*Basics of Market*

*Basics of Market* : 
1. Price is determined by the demand and supply,  fundamentals are one of the factors that influence demand ( even gold will fall if no buyers).
*2) only a buyer can increase the price only a seller can decrease the price ( the Final decision makers in taking or giving something).* 
3) price goesup to find a seller and price goes down to find a buyer 
*4) if number of sellers are more than buyers and price is still going up then the buyers are market order by institution and sellers are limit order by retailers.* 
5) if a stock is having a wide gap between ask and bid but going up very fast with very less volume then it's getting operated to attract buyers (simply short when ask bid difference is narrowed) 

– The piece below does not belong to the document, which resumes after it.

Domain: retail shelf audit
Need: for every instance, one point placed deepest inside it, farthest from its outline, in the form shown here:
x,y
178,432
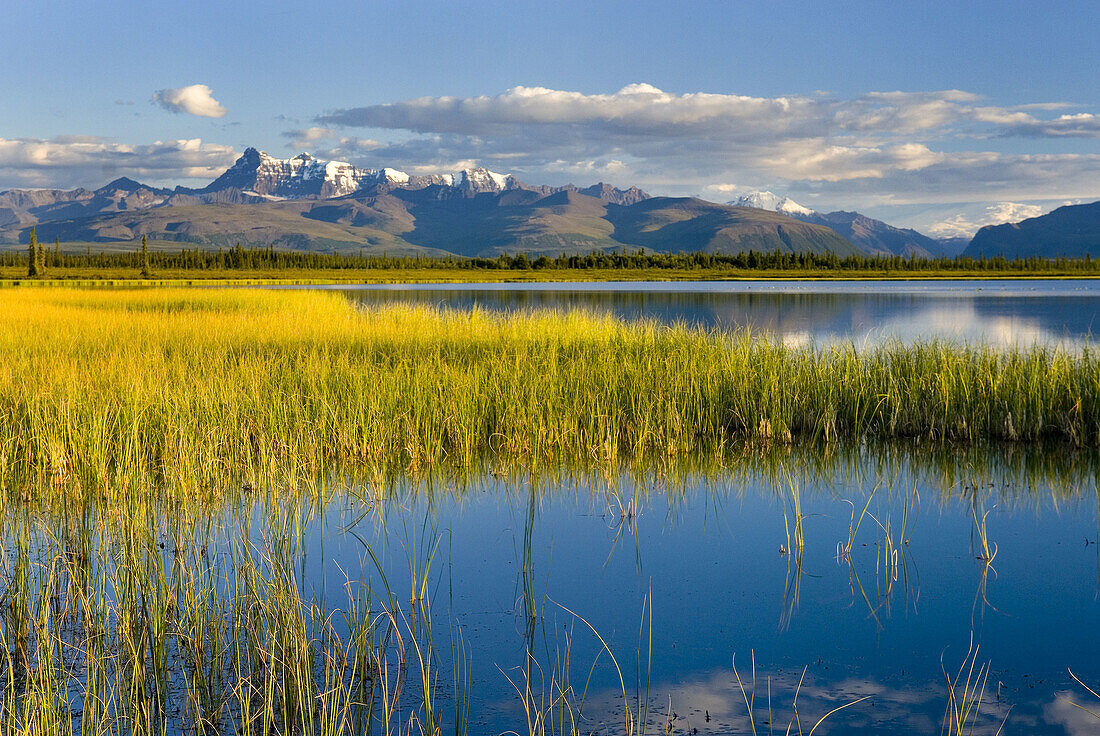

6) futures and options positions are made first then followed by cash buying 
7) if you find huge volumes in very far options which are guaranteed to become zero then the stock is being dragged to f&o ban (usually buyer and seller will be same) 
8) fii stocks are more active in options dii stocks are more active in futures 
9) stocks following traditional chart patterns or setups gives less returns due to the competition of the buyers and profit takers ( guaranteed returns like funds are always less) 
10) nifty will not move up if huge lots of nifty futures are bought it only goes up if cash buying of large caps is present. (only premium may increase with future buying) 
11) last but not least market should decide how much profit I am going to get but I shall decide how much loss I am going to make in a trade ( loss shall be fixed per trade profit should be unlimited).